On May 16 of the same year, he was responsible for securing the victory in the series finale facing the Dodgers, scoring three home runs for the team and hanging on with a score of 3–2.

Duvall had 22 homers and 68 RBIs in 91 games with the team before the Atlanta Braves reacquired him.

===Second stint with Atlanta Braves (2021–2022)===
On July 30, 2021, Duvall was traded to the Atlanta Braves in exchange for Alex Jackson. Following the completion of a suspended game against the Braves and San Diego Padres on September 24, 2021, Duvall and Daniel Hudson became the first players in MLB history to play in two games for four different teams on the same day. Duvall and Hudson were members of the Miami Marlins and Washington Nationals, respectively, when the teams faced each other on July 21, 2021. The Braves–Padres game on that same day had been suspended, and by the time it resumed on September 24, 2021, Hudson had joined the Padres and Duvall the Braves.

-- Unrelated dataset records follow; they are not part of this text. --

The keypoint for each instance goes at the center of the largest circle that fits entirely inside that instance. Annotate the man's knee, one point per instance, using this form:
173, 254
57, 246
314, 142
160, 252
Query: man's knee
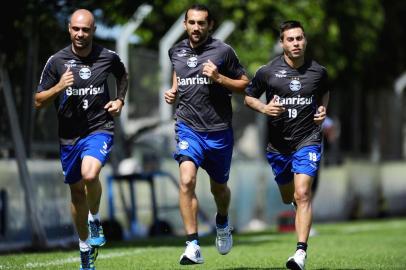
78, 196
219, 189
187, 183
302, 194
90, 177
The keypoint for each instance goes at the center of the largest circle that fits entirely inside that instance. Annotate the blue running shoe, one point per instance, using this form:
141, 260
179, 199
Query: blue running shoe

In 2021, Duvall batted .228/.281/.491 with 38 home runs and 174 strikeouts and led the National League with 113 runs batted in. He had the highest fly ball percentage in the major leagues, at 52.69%.

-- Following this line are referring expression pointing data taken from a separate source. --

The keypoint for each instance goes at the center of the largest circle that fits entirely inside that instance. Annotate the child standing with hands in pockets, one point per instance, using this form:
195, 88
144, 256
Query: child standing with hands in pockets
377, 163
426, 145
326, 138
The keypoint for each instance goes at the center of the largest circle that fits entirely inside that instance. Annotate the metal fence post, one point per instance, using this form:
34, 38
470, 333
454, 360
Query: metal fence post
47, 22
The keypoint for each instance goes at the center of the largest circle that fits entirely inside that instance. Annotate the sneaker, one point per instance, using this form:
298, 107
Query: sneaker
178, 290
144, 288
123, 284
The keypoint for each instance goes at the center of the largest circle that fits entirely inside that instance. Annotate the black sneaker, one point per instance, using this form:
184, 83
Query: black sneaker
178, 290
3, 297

In Game 5 of the 2021 World Series, he hit a two-out, first-inning grand slam on the first pitch from starting pitcher Framber Valdez, giving the Braves a 4–0 lead. Despite his efforts, the Braves lost 9–5, sending the series to Game 6. Nevertheless, the Braves won Game 6, giving the Braves their first title since 1995 and Duvall's first career World Series championship. At the end of the season, Duvall won the National League Gold Glove Award for right field.

The Braves tendered Duvall a contract in December 2021. His salary for the 2022 season was decided by the arbitration process. He asked for $10.275 million, but received the team's submitted offer $9.275 million when the arbitrator ruled in the Braves' favor. While pursuing a foul ball during a game against the Los Angeles Angels on July 23, Duvall tore the tendon sheath in his left wrist. The injury required surgery, which ended his season.

===Boston Red Sox (2023)===
On January 24, 2023, Duvall signed a one-year contract with the Boston Red Sox, reportedly worth $7 million with an additional $3 million possible via potential bonuses. Duvall got off to a hot start in 2023, hitting three home runs (including a walk-off) and driving in 12 runs over his first seven games with the club, the latter of which was a Red Sox record. He was recognized as AL Player of the Week for the first week of the season. However, this success was short lived, as he was placed on the injured list on April 10 due to a distal radius fracture of his left wrist suffered while trying to make a catch in the prior day's game. On May 6, he was transferred to the 60-day injured list. He returned to the team on June 9. For the week of August 21–27, Duvall was again recognized as AL Player of the Week, having hit 14-for-29 with five home runs and 12 RBIs. He became a free agent following the season.

===Third stint with Atlanta Braves (2024)===
On March 14, 2024, Duvall signed a one-year, $3 million contract with the Atlanta Braves.

==Personal life==
Duvall was diagnosed with type 1 diabetes in 2012.
He married his wife, Michelle in 2017. They have two sons. They reside in both Nashville and Pinecrest, Florida. On June 20, 2023, he teamed up with Eli Lilly and Company and the American Diabetes Association to launch a nationwide campaign, "Tap the Cap" to increase awareness of insulin affordability solutions for all people living with diabetes. Duvall has been an advocate for the importance of diabetes education.